RBI may scrutinize Kotak’s board term

On 21 April, 99% shareholders of Kotak Mahindra Bank voted in favor of nominating Uday Kotak as non-executive non-independent director of the bank after he stepped down as managing director and chief executive officer.

Normally, the appointment of non-executive directors on a bank’s board does not require RBI approval, with the primary responsibility being to ensure whether these directors meet the fit-and-proper criteria to remain with the bank’s board. Let’s fulfill But the regulator can intervene if it finds that the appointment fails to meet the fit and proper criteria.

As per RBI’s April 2021 guidelines on corporate governance in banks, promoters who are managing directors and chief executive officers or whole-time directors (WTDs) cannot continue for more than 12 years. But the tenure can be extended up to 15 years at the discretion of RBI. “While examining the case for re-appointment of such MD & CEO or WTD within a period of 12/15 years, the level of progress and milestones to be followed for dilution of promoters’ shareholding in the bank shall also be followed by the Reserve Bank. ,” it said.

While RBI regulations do not prohibit a promoter CEO from being appointed as a director on the board after his term ends, it is not clear whether such appointment is against the spirit of the regulation.

A former RBI official said, “The intent behind the regulation is to ensure that once the tenure is over, the promoters are not associated with the bank.” No organization should be dependent on any one person. A promoter to run the bank in the absence of the CEO. Ideally, they should be kept completely away from the bank. In a non-executive role, he cannot call the shots. But it depends on a strong president at the top,” he added.

An email sent to an RBI spokesperson did not elicit any response.

A spokesperson of Kotak Mahindra Bank said that the bank believes in the highest standards of governance. “Our resolution is in consonance with and has the support of over 99% of the voting shareholders, who voted in the interest of stability of the institution and the stakeholders. Many of the shareholders represent large global and domestic financial institutions, which you would appreciate while respecting the spirit of governance,” the spokesperson said.

Experts question whether the RBI’s lack of clarity in drafting guidelines for promoter CEOs is deliberate. In the same guidelines, the RBI rules leave no scope for ambiguity in the case of non-promoter MDs and CEOs. The rules say that a non-promoter CEO will have to undergo a cooling period of three years after completing 15 years. “During this three-year cooling off period, the individual shall not be directly or indirectly employed in any capacity or associated with the Bank or its group entities,” the guidelines said.

“There is no ambiguity in the manner in which promoter and non-promoter CEOs are treated in the guidelines with respect to their tenure. The RBI guidelines are rules-based, not discretion-based,” said another former RBI official.

According to a person familiar with the developments, the RBI guidelines talk about a cooling period for managing directors and CEOs or WTDs who want to return to the bank in an executive role, and in this case, Uday Kotak is in a non-role. Fulfilling Executive role. The bank has come to this understanding after seeking legal clarification.

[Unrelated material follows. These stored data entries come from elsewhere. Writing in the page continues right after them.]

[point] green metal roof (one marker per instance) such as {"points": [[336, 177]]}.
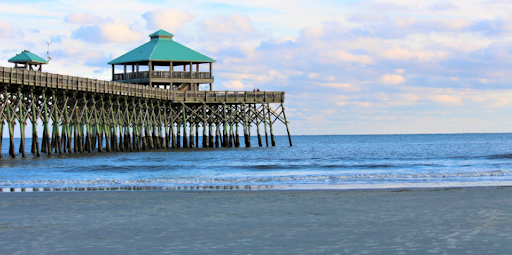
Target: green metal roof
{"points": [[160, 32], [27, 57], [161, 47]]}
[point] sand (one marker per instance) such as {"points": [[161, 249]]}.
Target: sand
{"points": [[396, 221]]}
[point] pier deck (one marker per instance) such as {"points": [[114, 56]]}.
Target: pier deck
{"points": [[13, 77]]}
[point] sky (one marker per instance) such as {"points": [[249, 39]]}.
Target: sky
{"points": [[347, 66]]}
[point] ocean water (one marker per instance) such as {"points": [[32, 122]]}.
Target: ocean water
{"points": [[313, 160]]}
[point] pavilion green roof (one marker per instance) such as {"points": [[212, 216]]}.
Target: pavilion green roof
{"points": [[161, 47], [27, 57]]}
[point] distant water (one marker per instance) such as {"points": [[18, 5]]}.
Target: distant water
{"points": [[325, 160]]}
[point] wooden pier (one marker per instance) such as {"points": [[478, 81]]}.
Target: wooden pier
{"points": [[137, 110], [85, 115]]}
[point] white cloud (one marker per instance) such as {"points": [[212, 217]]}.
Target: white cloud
{"points": [[83, 18], [393, 79], [400, 71], [447, 99], [234, 84], [6, 30], [226, 27], [110, 32], [168, 19]]}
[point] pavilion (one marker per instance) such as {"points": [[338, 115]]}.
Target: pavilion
{"points": [[164, 63], [28, 60]]}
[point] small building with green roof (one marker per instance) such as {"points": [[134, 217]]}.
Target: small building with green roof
{"points": [[29, 61], [162, 62]]}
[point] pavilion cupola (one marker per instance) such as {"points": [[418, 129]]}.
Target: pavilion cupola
{"points": [[163, 62], [28, 60]]}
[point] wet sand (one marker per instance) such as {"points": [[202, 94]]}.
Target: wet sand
{"points": [[386, 221]]}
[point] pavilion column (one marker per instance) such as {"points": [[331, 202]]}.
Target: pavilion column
{"points": [[211, 87], [171, 69], [150, 73]]}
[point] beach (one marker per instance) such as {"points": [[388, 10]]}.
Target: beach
{"points": [[470, 220]]}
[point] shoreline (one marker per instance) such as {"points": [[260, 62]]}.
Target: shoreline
{"points": [[385, 221], [278, 187]]}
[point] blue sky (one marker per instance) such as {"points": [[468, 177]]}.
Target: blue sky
{"points": [[348, 67]]}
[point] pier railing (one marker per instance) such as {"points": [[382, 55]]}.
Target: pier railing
{"points": [[25, 78]]}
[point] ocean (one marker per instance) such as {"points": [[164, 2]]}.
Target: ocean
{"points": [[313, 161]]}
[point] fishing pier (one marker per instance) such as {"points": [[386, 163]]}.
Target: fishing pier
{"points": [[158, 105]]}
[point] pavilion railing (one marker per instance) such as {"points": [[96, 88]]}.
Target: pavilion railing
{"points": [[162, 74]]}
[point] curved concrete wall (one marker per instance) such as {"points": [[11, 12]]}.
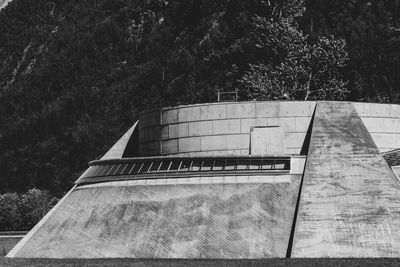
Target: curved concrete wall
{"points": [[224, 128], [221, 128]]}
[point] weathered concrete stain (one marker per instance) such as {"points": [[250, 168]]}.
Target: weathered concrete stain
{"points": [[170, 221], [350, 200]]}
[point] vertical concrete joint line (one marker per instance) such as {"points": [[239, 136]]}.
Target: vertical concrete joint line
{"points": [[304, 149]]}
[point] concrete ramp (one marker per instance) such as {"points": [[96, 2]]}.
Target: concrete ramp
{"points": [[350, 199], [208, 217]]}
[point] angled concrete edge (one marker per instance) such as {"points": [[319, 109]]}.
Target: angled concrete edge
{"points": [[26, 238], [117, 150]]}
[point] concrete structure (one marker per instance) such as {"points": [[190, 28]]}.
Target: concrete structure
{"points": [[236, 180]]}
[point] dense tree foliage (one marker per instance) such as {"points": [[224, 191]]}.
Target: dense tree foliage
{"points": [[20, 212], [372, 32], [73, 74]]}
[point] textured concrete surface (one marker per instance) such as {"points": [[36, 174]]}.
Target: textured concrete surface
{"points": [[217, 121], [126, 219], [349, 205], [225, 119]]}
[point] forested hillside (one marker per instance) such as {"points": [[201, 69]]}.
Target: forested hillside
{"points": [[73, 74]]}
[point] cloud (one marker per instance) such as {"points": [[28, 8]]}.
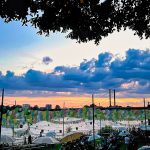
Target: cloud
{"points": [[47, 60], [128, 75]]}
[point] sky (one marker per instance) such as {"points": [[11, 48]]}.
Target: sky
{"points": [[35, 67]]}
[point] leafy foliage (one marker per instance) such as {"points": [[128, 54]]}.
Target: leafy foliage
{"points": [[85, 20]]}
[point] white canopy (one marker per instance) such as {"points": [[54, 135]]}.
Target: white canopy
{"points": [[7, 139], [45, 140]]}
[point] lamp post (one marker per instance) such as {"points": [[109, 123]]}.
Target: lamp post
{"points": [[93, 120], [1, 116]]}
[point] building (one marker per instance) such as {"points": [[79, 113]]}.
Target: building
{"points": [[48, 106]]}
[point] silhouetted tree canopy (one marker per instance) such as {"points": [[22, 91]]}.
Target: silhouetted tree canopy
{"points": [[84, 20]]}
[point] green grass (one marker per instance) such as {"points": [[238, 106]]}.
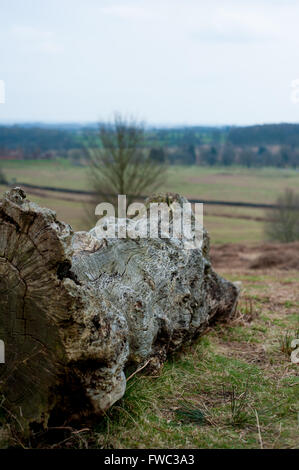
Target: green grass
{"points": [[224, 183], [225, 224], [234, 388]]}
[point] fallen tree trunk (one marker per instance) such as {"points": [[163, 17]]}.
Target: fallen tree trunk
{"points": [[76, 311]]}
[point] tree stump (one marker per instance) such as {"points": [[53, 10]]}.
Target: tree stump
{"points": [[76, 311]]}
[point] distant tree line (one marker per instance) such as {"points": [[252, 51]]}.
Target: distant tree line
{"points": [[267, 134]]}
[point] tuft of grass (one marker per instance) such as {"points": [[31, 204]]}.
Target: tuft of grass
{"points": [[286, 339]]}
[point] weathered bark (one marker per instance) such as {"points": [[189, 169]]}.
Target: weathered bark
{"points": [[75, 311]]}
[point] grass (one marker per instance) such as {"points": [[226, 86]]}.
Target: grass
{"points": [[234, 388], [218, 183], [225, 224]]}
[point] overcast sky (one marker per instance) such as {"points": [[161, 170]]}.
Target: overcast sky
{"points": [[165, 61]]}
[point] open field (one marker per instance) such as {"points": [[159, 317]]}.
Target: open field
{"points": [[225, 224], [219, 183], [234, 388]]}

Some proxy advisory firms like IIAS, which represent minority investors, said the regulator should not rock the boat if the promoter CEO is performing well.

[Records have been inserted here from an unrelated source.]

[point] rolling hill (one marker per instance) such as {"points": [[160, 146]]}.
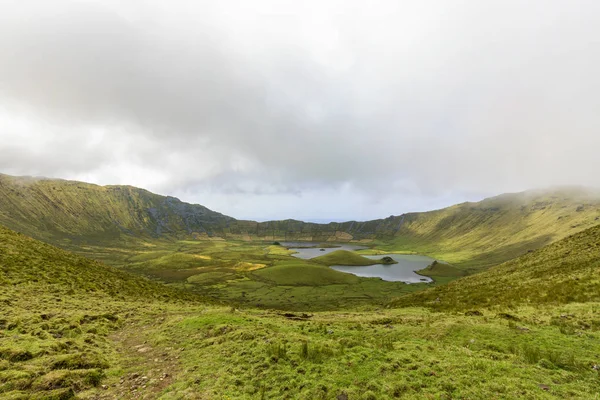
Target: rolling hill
{"points": [[470, 236], [567, 271], [57, 310]]}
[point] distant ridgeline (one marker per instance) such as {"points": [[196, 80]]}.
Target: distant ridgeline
{"points": [[80, 211], [482, 233]]}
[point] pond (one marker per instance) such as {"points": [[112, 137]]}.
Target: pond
{"points": [[404, 271], [306, 250]]}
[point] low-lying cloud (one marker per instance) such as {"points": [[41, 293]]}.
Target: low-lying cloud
{"points": [[329, 109]]}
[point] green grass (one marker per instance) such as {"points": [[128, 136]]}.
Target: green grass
{"points": [[66, 333], [345, 257], [301, 273], [470, 236], [563, 272], [439, 269]]}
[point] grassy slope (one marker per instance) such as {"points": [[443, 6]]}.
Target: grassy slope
{"points": [[471, 236], [302, 273], [344, 257], [61, 211], [439, 270], [477, 235], [563, 272], [57, 310], [65, 335]]}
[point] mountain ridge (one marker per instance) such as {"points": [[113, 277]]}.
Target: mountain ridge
{"points": [[472, 235]]}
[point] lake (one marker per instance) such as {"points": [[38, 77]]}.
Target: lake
{"points": [[404, 271], [305, 252]]}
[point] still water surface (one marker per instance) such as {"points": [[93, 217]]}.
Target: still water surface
{"points": [[404, 271]]}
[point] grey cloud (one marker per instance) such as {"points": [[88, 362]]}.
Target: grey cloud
{"points": [[285, 97]]}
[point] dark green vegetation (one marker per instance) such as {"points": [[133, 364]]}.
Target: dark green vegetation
{"points": [[70, 338], [345, 257], [292, 328], [439, 270], [567, 271], [471, 236]]}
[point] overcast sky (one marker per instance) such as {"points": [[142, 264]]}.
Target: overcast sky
{"points": [[315, 110]]}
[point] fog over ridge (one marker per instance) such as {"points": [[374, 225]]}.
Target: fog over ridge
{"points": [[319, 110]]}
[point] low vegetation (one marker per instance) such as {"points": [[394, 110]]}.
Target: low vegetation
{"points": [[564, 272], [180, 315]]}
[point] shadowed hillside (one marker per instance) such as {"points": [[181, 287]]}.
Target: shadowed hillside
{"points": [[470, 236], [57, 312]]}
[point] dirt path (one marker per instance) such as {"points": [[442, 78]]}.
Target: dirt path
{"points": [[147, 371]]}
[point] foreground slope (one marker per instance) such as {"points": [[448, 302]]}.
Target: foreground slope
{"points": [[564, 272], [57, 310], [72, 328]]}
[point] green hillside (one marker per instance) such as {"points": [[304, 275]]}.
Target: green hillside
{"points": [[301, 273], [73, 328], [57, 312], [564, 272], [477, 235], [28, 262], [471, 236]]}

“It is difficult to defend a one-size-fits-all approach in the case of an ex-CEO role. If it is a professionally owned company and if the CEO is a significant shareholder, his removal may risk rocking the boat. Example For more, look at Infosys, where there was an extended period of tension between the then CEO and board on the one hand and some of the founders on the other. Amit Tandon, founder of IIAS, said, “Much of this animosity was aired publicly. Was. If there is a problem with performance, the RBI has the right to remove the CEO.” has seen a series of twists and turns. In February 2013, the RBI stipulated that promoters in private banks within 12 years of commencement of business The stake should be brought down to 15%.For years, promoters including Uday Kotak avoided implementing this directive.

In 2017, Kotak Mahindra Bank agreed to reduce promoters’ stake in three phases: 30% by 30 June 2017, 20% by 31 December 2018 and finally 15% by 31 March 2020. A year later, the bank decided to sell the permanent non. To bring down the convertible preference shares ahead of the deadline to bring down the promoter’s stake from 30% to 19.7%. However, the move was struck down by the RBI.

In response, Kotak Mahindra Bank took the unprecedented step of taking the regulator to court. However, the feud ended in a settlement.